The work we do hinges on communication. When relationships with clients break down, it’s usually about miscommunication. When something excites us and makes us rush to work or turning on the laptop, it’s usually thanks to great communication.
Effective and successful communication depends on empathy. It makes sense if you think about it. Communication goes both ways. You’re not broadcasting your message to clients. No. You’re engaging in dialog. For that conversation to work, you need to understand the other party’s perspective. You must walk in their shoes to be able to shape a message that makes sense to them.
A major part of this interaction is about how you’re being perceived by the other party. Your communication goes beyond what you say or write. It involves how you act. Your manners and choice of clothes send messages. These messages are interpreted by the client which in turn shapes their behavior.
Never Forget That This Isn’t About What You Like
This isn’t about what you like. Imagine that you think that suits are stupid garments. You might even make jokes about how those people in finance look like penguins in their ice-like glass towers. That’s fine. But if you intend to be successful working with someone who views a suit the way you view a t-shirt, you need to adapt. Adapting doesn’t mean you start sharing their sense of taste, you simply say “I respect you and your choices” and dress accordingly. Attuning to the needs of others, no matter how small, will send signals that say “I care.”
The same applies to all the things you do. From how you greet someone, to answering the phone to conflict resolution.
Validating Someone’s Perspective Doesn’t Necessarily Mean You Agree With Them
Some years ago I was working on a project together with another consultant. Some things didn’t go according to plan, there was miscommunication and the client was naturally upset. The client’s view was that promises had been made and broken. What was worse, my colleague hadn’t recognized the problems he’d caused. The situation caused my colleague to feel distressed and he asked me to meet the client to sort things out.
So the client and I sat down. We looked over what had been done, what had not been done and what wasn’t done with the quality expected. We discussed the expectations. The vast number of the client’s concerns were valid and I had no problems recognizing them. The ones I didn’t agree with were still valid. They had caused the client stress after all.
To address the concerns, we agreed on a communication plan to ensure he’d be kept in the loop regarding progress. We also created an action plan consisting of concrete deliverables and dates.
We did eventually re-establish trust. I do believe that an important reason was the heart-to-heart conversation during which I focused on the client’s pain. I didn’t necessarily agree about everything he said but I validated his worldview, his experience and him as a person.
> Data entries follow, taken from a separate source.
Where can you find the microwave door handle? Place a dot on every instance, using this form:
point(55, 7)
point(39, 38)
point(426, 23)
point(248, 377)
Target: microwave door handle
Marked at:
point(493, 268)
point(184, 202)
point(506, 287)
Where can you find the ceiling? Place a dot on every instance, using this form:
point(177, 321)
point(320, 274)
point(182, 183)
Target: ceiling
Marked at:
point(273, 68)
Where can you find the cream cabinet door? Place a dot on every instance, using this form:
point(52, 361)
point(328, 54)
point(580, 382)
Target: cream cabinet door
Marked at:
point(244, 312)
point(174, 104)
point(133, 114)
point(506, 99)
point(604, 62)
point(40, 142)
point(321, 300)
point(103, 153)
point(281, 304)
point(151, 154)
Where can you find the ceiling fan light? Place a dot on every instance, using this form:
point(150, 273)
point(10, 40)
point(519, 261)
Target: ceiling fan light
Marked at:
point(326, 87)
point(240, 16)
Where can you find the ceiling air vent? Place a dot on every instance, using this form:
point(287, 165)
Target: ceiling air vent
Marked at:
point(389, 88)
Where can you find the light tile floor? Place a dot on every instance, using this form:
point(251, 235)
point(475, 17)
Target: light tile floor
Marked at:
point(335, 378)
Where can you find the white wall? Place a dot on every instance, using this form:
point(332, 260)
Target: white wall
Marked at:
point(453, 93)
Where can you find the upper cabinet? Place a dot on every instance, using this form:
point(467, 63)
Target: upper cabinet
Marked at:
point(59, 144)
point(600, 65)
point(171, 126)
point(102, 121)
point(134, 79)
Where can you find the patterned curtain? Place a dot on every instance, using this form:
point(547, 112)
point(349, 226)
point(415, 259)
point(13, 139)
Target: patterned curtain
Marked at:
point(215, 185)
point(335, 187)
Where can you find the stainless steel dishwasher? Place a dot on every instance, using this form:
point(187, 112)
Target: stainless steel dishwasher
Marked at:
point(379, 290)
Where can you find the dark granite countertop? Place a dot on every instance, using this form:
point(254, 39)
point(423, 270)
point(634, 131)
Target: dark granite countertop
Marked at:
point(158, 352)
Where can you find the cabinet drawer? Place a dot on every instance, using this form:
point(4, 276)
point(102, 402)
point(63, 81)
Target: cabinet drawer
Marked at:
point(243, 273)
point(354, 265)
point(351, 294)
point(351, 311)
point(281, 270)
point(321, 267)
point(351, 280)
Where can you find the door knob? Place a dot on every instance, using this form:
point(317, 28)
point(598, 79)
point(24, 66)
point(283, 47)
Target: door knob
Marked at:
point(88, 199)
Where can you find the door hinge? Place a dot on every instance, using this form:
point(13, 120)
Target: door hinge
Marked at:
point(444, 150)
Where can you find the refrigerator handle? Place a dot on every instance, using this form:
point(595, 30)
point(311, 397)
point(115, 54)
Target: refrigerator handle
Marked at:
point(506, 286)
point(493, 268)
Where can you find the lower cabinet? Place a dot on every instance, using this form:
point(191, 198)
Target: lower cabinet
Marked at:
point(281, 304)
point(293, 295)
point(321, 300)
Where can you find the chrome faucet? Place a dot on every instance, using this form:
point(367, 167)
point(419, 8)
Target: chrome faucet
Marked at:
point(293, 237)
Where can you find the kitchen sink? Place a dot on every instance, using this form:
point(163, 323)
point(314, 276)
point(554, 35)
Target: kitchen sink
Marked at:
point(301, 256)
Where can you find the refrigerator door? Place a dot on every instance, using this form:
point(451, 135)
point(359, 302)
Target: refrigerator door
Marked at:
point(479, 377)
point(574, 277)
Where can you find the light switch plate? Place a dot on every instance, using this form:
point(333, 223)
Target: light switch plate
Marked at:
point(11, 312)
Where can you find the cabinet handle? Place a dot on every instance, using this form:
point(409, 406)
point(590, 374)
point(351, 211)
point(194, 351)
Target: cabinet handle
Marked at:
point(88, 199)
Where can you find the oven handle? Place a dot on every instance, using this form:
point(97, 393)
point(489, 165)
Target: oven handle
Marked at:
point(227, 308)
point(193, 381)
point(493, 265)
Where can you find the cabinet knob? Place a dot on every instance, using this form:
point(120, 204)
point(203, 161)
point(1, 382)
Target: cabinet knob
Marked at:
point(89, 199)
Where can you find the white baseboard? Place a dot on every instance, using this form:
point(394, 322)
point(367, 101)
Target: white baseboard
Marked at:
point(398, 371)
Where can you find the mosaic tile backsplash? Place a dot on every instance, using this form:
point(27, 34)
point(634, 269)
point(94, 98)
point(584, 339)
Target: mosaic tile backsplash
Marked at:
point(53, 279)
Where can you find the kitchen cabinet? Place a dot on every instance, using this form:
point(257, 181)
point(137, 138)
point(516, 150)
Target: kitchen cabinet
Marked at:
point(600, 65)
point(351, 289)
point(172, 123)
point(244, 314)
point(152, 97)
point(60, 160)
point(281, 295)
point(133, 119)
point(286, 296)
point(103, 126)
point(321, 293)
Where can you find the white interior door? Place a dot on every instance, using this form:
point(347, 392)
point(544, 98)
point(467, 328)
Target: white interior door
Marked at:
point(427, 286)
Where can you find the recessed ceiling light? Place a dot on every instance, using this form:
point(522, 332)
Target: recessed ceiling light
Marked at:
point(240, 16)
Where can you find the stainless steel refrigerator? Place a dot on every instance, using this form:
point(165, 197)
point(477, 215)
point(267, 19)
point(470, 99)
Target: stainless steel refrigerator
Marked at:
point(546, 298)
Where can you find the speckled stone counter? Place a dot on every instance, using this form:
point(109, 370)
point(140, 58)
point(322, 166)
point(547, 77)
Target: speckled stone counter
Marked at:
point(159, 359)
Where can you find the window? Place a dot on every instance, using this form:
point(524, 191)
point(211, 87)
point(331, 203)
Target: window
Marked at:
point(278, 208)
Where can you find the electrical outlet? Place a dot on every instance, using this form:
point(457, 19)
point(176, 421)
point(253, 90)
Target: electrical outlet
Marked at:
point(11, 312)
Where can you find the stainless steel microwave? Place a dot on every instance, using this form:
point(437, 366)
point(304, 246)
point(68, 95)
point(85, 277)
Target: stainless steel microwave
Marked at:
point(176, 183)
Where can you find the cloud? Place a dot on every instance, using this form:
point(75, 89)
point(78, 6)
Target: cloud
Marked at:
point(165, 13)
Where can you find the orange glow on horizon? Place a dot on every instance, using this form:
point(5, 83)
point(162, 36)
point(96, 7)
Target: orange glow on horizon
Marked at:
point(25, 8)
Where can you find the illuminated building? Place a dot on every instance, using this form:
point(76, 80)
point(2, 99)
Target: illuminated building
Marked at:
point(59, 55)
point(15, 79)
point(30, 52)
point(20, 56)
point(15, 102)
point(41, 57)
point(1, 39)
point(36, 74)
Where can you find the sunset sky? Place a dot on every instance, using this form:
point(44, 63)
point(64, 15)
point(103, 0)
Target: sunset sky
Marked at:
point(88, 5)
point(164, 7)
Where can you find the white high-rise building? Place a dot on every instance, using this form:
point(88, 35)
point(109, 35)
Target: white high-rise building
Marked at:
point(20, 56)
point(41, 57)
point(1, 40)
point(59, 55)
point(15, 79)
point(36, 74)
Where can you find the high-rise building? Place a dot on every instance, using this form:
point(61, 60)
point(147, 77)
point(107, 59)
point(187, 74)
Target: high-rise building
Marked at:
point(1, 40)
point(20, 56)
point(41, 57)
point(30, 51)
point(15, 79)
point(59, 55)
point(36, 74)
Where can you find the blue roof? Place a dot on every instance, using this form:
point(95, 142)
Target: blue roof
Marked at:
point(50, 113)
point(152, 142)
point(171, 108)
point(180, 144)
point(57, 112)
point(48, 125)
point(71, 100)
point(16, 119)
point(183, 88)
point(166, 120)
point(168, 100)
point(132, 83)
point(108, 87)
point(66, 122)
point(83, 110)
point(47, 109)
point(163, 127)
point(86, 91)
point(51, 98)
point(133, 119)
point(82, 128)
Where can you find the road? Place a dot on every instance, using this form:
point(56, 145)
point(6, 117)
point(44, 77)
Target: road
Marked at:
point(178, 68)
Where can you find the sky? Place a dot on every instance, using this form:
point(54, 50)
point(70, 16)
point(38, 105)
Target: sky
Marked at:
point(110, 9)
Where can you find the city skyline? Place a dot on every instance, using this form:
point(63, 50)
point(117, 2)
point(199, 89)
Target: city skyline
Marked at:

Conclusion: Invest in Your Interpersonal Skills as Much as You Invest in Other Skills
Working on who you are as a person is equally, if not more important, than working on your technical skills. Whether you identify as a developer, designer, illustrator, project manager, account manager or executive, who you are is the foundation your professional abilities rest on.
A way to grow your interpersonal skills is to make time for reflection and surrounding yourself with people who are honest. View feedback as a gift and cherish it. Take time to reflect on your actions and role in the situations you face every day.
Don’t be too harsh on yourself either. When you’re disappointed in yourself, give yourself some slack. We all screw up from time to time. The important thing is to try and learn from every experience.